Эта затворническая, неподвижная жизнь, причем Рената почти не принимала пищи, быстро сделала то, что глаза ее впали, как у мертвой, и обвились черноватым венцом, лицо посерело, а пальцы стали прозрачными, как тусклая слюда, так что я с содроганием сознавал, что она определенно близится к своему последнему часу. Скорбь без устали рыла в душе Ренаты черный колодезь, все глубже и глубже вонзая лопаты, все ниже и ниже опуская свою бадью, и нетрудно было предвидеть день, когда удар заступа должен был перерубить самую нить жизни.
Глава шестая
О моей поездке в Бонн к Агриппе Неттесгеймскому и о том, что он сказал мне
I
Нелегко остановить повозку, раскатившуюся по одной дороге; так и я не мог сразу свернуть с того пути, по которому, в течение последних месяцев, неуклонно стремилась моя жизнь. После неудачи нашего опыта я все еще не в силах был думать ни о чем ином, как о заклинаниях, магических кругах, пентаграммах, пентакулах, именах и характерах демонов… Тщательно пересматривал я страницы изученных книг, стараясь найти причину неуспеха, но только убеждался, что нами все было исполнено правильно и согласно с указаниями науки. Конечно, отважился бы я повторить вызывание и без помощи Ренаты, если бы не останавливала меня мысль, что ничего нового в свои приемы внести я не могу и что, следовательно, ничего нового не вправе и ожидать.
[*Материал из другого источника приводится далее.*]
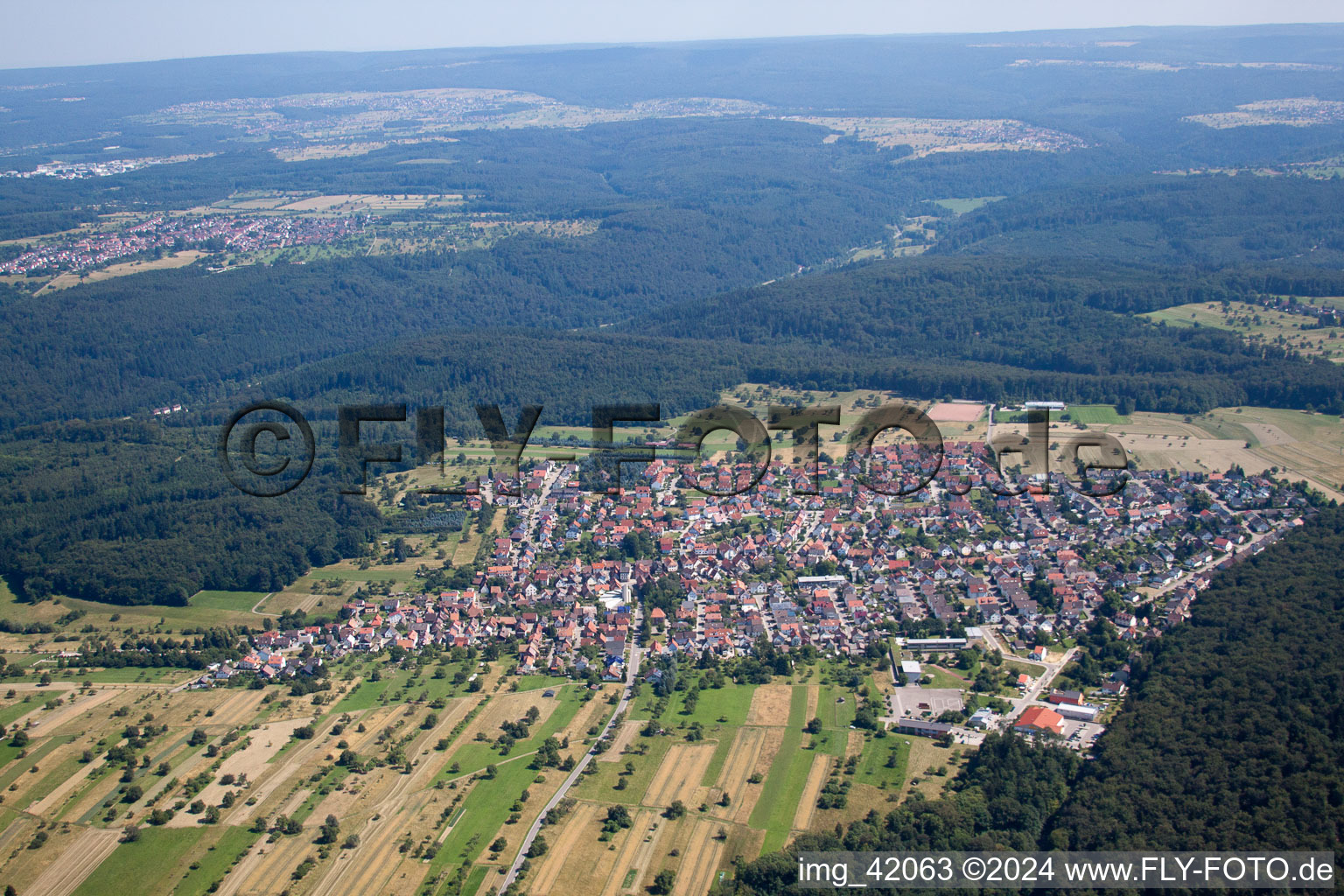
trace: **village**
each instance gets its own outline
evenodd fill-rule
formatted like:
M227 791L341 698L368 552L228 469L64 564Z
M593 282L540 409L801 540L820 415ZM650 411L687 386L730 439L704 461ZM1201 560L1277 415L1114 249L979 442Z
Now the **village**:
M75 232L39 243L0 262L0 274L40 277L87 271L117 259L161 257L183 250L253 253L312 246L344 239L363 226L360 216L153 215L129 226Z
M892 446L868 473L900 476L923 462L913 446ZM1188 618L1216 570L1262 551L1310 506L1298 489L1239 470L1133 472L1110 497L1052 474L1048 493L1038 478L1023 494L999 496L980 442L949 442L917 494L862 488L860 473L825 458L817 489L806 469L777 459L757 488L714 497L688 484L710 478L726 490L750 481L750 465L659 459L603 493L581 488L590 472L577 462L538 462L466 498L472 513L505 509L466 587L355 596L340 621L257 635L249 656L194 686L430 646L491 647L505 660L511 650L520 674L590 682L625 680L636 642L645 677L660 674L660 660L761 649L880 656L898 685L884 725L965 744L1012 727L1086 751L1125 690L1129 657ZM1125 647L1105 654L1110 668L1089 661L1091 686L1052 689L1062 674L1077 681L1070 664L1089 635ZM965 681L948 686L935 665L921 668L964 650L1023 669L1009 676L1016 695L980 696ZM941 685L930 686L927 669Z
В этой моей неуверенности, как огонь маяка в белом береговом тумане, стал мерцать мне один замысел, который сначала отгонял я как неисполнимый и безнадежный, но который потом, когда мечта с ним освоилась, показался досягаемым. От Якова Глока знал я, что тот писатель, сочинение которого о магии было для меня самой ценной находкой среди всего собранного мною книжного богатства и который дал мне наконец ариаднину нить, выведшую меня из лабиринта формул, имен и непонятных афоризмов, – доктор, Агриппа Неттесгеймский, проживал всего в нескольких часах езды от моего местопребывания: в городе Бонне, на Рейне же [105]. И вот, все более и более, стал я задумываться над тем, что мог бы за разрешением своих сомнений обратиться к этому человеку, посвященному во все тайны герметических наук и действительно знавшему из опыта и из сношений с другими учеными многое такое, что неуместно было бы передавать через печать profano vulgo [106]. Казалось мне дерзким личными своими делами встревожить работу или отдых мудреца, но в тайне сердца не почитал я себя недостойным встречи с ним и не думал, что моя беседа покажется ему смешной и нелюбопытной.